I looked up at her, and I said, “Fine, um, who are you?” To which she responded with a look of disbelief that I did not recognize her.
She went on to say that she remembers me quite well, and she wanted me to try to remember her without giving me even a clue.
So I sat there, staring into her lovely face, and I simply could not place her, not even with a sense of familiarity. You know, when you recognize someone but can’t place where you know them from.
She continued to look at me incredulously. She really couldn’t believe I didn’t know her. Slowly, she began to reveal to me where and when we were acquainted. She said, “We knew each other from the flea market…we saw each other there for a several months, and you were selling your art work with your cousin. Both of you played music together, and you came over to my house many times for dinner.”
Then she looked at me intently and with a worried look in her eyes, and said, “Are you OK? Is everything alright? How’s your health?”
So I tried my best to reassure her that I am fine, and that I have been through major changes, and 16 years is a lifetime ago from my current perspective. And I uttered some clumsy apology for not recognizing her.
We then reminisced about my cousin, Andy, and how he was always following me around and how he loved me but he was kind of a bully at times, and how I did help him and his wife. She also summarized how her own life has dramatically changed with her husband leaving her with bills and two kids.
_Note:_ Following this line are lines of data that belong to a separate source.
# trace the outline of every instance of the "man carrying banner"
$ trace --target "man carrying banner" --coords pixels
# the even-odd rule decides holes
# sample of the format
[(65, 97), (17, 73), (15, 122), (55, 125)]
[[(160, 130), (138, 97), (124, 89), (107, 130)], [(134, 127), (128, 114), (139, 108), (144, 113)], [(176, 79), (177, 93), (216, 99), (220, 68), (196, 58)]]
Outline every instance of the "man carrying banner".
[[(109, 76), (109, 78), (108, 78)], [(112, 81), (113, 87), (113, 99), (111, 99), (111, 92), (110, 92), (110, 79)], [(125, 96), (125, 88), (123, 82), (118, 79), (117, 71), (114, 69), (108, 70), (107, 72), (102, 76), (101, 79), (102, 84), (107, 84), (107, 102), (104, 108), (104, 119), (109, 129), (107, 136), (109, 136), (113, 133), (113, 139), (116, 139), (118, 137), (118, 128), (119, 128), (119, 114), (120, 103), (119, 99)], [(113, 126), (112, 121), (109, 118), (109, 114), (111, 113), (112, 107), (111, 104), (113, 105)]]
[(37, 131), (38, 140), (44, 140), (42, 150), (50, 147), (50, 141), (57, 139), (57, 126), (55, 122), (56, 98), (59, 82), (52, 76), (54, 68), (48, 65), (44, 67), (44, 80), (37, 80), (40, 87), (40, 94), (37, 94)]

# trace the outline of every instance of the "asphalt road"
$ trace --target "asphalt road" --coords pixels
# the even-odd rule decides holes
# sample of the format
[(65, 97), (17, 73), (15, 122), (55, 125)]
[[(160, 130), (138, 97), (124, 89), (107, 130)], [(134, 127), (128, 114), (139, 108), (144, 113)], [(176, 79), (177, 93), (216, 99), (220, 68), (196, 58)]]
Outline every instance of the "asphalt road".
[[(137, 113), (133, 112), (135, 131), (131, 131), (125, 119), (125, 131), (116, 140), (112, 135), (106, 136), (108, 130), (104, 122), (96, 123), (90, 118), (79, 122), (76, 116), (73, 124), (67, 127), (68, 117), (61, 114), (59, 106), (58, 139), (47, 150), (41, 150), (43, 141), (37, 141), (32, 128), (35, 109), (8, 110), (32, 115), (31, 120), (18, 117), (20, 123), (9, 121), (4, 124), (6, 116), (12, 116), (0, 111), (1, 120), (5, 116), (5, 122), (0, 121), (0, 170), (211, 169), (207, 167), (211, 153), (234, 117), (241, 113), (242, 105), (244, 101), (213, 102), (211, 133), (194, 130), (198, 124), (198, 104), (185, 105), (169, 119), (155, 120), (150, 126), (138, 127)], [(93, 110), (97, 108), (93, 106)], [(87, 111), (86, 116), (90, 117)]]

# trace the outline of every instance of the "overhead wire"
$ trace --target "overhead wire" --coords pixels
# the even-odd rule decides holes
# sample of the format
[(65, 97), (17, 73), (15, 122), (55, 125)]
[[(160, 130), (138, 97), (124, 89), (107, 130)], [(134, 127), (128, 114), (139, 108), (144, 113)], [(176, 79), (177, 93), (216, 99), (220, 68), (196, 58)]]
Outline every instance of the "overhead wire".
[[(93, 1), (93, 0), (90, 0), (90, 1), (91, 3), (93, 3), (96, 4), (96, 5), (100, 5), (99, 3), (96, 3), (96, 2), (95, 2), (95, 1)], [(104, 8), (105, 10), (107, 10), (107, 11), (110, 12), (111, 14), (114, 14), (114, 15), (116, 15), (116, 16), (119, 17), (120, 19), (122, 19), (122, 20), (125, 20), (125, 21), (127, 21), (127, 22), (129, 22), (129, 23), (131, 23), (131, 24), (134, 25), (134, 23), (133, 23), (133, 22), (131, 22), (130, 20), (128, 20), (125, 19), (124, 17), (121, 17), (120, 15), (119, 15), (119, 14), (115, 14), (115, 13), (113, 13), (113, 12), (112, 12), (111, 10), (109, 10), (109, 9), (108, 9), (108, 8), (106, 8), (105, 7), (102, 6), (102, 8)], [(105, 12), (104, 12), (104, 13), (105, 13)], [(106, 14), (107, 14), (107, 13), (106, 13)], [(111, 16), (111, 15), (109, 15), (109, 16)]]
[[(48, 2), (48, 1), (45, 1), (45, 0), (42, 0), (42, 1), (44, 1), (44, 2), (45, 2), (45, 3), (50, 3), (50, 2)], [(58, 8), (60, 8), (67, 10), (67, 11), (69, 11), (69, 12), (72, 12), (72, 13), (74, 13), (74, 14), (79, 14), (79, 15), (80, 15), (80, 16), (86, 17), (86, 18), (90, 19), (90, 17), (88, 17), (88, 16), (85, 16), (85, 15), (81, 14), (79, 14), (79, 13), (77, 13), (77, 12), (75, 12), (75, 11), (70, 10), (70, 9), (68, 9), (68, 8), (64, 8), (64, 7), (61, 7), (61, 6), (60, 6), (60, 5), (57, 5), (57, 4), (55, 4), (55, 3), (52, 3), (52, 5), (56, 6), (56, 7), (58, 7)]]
But she laughed and said life is hard. And that we should get together.
THE TWILIGHT ZONE
The experience left me with the feeling of being in a twilight zone, in which things are not what they seem. This woman appearing before me from my past is a perfect example of what it feels like to be in a fifth dimensional consciousness while still living within a third dimensional world.
As we talked it did come back to a degree, and I now knew clearly who she was.
Of course I don’t believe in coincidences, and on some level our paths were meant to cross, but beyond that, I can’t really relate to her world, and, what connection we did have, was firmly planted in the past.
But from her perspective, it’s like we just saw each other yesterday, and that there is still a consequential connection between us, and why not pick up where we left off?
Very awkward.
Even as we talked about that time together as friends, and my relationship with my cousin, Andy, I felt like I was recounting someone else’s life, not my own. No argument, it was a tumultuous time with Andy. Lots of drama. But it was a karmic relationship, and I energetically had moved on from it years ago.
In dream state, and while awake, it seems I have been reconnecting with people from my past, Some I recognize, some I don’t. I’m sure there is purpose to it, but it doesn’t seem it’s to necessarily reignite the relationships. Maybe for clearings, or they are now curious about me.
I sense that when someone comes to mind, awake or in dream state, it’s usually them trying to connect with us. But because so many of us are empaths, we think it’s us. That we are somehow still connected to them.
But in this ascension process, we are letting go of our past. And others sense it. They don’t necessarily want to let us go. Whether it’s family, friends, associates, living or in the non-physical.
Also, emotions that are stirred may be from our past selves. Those parts of ourself that felt wounded. But even those are fading.
We are not denying our past or our myriad of experiences, but we now see them from a vastly different perspective. They are no longer charged with old emotions, like sadness, guilt, or anger. The drama is not there.
Consequently, it feels like someone else’s life we are recounting, not our own.
Just as we are detaching from the emotional connections with many others, so we are doing the same with our past selves. It’s harder to relate to that self.
It seems we’re more and more in our 5D space, in which we see it all from a place of detached compassion. And from that place, we are not indulging in the wounds of those experiences. We can enjoy them as just memories, some that feel better than others, but more and more, we view them as all good.